A sustained decline in household savings reduces the pool of domestic capital available for investment, increasing reliance on foreign inflows or government borrowing. This is straining India’s fiscal balance and public investment. Erosion of savings is also making middle-class households vulnerable to economic shocks.
· Household debt in India has risen steadily, from ~10% of GDP in the early 2000s to 40% by 2023. Retail loans (e.g., housing, personal, credit card debt) grew at 15–20% annually post-2015, far outpacing income growth. Middle-class households are increasingly relying on debt for housing, education, and consumption (e.g., EMIs for durables).
If real incomes stagnate and job creation lags, households may struggle to service debt, especially with rising interest rates.
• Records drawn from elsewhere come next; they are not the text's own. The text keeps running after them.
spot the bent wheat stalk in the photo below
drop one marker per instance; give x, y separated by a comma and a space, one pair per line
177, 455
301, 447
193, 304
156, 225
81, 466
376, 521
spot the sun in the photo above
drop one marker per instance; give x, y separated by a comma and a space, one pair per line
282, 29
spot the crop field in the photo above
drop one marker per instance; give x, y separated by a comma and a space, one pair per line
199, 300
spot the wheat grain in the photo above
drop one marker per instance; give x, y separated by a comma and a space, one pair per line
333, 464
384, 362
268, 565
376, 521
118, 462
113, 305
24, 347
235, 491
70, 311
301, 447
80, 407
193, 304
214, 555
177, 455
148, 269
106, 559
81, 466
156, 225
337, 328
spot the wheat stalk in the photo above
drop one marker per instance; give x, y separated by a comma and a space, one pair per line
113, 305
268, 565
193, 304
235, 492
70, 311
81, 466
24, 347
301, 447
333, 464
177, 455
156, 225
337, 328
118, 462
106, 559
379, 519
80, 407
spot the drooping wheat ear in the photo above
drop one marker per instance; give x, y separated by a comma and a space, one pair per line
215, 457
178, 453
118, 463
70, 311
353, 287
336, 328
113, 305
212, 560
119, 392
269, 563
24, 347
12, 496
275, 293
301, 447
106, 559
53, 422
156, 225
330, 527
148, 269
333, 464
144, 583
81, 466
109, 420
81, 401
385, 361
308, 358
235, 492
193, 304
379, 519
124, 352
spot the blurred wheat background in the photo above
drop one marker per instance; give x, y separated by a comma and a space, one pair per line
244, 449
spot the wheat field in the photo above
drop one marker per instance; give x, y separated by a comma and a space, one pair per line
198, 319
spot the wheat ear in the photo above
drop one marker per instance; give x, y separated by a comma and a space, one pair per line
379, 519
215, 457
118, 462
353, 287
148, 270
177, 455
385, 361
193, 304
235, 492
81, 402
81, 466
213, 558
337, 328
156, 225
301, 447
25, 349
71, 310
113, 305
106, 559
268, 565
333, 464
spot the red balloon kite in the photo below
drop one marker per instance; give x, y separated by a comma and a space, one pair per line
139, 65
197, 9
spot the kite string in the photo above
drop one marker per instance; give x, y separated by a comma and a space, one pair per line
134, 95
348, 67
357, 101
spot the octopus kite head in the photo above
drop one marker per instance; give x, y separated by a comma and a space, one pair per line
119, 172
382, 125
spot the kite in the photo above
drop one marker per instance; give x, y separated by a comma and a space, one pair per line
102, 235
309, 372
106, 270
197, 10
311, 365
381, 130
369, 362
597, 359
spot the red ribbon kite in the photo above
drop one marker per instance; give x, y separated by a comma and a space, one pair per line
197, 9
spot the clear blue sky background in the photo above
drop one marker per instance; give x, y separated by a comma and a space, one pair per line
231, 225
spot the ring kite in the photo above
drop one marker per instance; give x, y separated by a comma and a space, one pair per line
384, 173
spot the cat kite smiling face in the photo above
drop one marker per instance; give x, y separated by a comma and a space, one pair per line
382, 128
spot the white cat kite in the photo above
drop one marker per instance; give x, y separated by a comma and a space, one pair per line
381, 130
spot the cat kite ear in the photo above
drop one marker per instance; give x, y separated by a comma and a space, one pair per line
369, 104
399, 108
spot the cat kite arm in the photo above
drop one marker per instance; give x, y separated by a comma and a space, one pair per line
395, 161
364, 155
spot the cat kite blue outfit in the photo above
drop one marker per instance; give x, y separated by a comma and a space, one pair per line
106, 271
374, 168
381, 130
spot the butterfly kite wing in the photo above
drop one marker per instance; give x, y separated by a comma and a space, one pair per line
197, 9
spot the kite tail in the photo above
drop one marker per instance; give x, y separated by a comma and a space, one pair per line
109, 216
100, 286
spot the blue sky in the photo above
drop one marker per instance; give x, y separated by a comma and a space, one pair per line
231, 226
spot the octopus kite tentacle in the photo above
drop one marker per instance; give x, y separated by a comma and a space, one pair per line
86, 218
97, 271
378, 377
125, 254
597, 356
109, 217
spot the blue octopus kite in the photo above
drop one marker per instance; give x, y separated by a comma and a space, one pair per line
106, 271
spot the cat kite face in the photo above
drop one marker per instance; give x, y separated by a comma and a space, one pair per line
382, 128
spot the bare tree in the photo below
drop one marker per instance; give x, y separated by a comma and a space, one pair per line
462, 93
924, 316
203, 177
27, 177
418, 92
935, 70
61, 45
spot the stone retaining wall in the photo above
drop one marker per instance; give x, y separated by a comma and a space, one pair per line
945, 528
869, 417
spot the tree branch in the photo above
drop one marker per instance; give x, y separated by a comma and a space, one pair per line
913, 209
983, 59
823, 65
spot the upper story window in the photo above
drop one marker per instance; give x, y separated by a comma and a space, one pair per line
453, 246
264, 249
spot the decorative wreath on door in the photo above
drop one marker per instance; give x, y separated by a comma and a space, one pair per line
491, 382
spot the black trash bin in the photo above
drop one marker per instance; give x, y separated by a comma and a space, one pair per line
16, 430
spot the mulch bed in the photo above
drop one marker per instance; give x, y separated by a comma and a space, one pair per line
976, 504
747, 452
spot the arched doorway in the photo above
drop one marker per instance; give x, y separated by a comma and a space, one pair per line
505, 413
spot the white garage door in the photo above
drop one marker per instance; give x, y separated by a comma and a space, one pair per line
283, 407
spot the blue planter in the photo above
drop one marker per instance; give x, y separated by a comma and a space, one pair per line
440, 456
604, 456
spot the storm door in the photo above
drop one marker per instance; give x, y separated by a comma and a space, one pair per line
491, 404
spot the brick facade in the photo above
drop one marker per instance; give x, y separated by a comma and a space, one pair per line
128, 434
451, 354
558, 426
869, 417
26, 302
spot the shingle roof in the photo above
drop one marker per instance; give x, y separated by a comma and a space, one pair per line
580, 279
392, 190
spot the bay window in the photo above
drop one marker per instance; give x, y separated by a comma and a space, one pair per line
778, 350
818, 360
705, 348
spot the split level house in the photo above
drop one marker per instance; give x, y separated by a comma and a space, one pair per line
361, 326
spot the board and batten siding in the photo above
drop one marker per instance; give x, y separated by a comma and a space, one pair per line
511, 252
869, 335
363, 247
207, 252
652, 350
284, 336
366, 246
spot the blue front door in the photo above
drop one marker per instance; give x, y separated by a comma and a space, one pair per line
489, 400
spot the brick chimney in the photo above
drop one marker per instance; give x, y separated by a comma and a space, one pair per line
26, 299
A debt trap would further erode savings, reduce consumption, and increase financial instability, as households divert income to debt repayment. This could also strain the banking sector, reducing credit availability for investment.
· Gross Fixed Capital Formation (GFCF), a measure of investment, averaged 30–32% of GDP in the 2000s and has fallen below 30% by 2024. In particular, corporate capex has remained slow, despite a variety of government incentives. Declining household savings has on one hand reduced the available domestic capital pool for investment; while on the other hand poor demand growth visibility is also discouraging new capacity building in many areas.
· Declining household savings has adversely affected bank deposits, constraining credit for small and medium enterprises (SMEs), a key investment driver. RBI data shows SME credit growth slowing to 10–12% from a high of 18-20%.
Conclusion
While low CPI is welcome, it does not address affordability issues. It is critical to not lose focus on managing the price situation and improve the affordability quotient of households. The urgency of implementing structural reforms cannot be emphasized more at this point in time.
Massive efforts and pragmatism are needed in the areas of agricultural productivity enhancements, education & skilling of workers, improving women workforce participation rate, making education, housing and healthcare costs affordable for households. A strong wage indexation mechanism could also help improve the affordability quotient.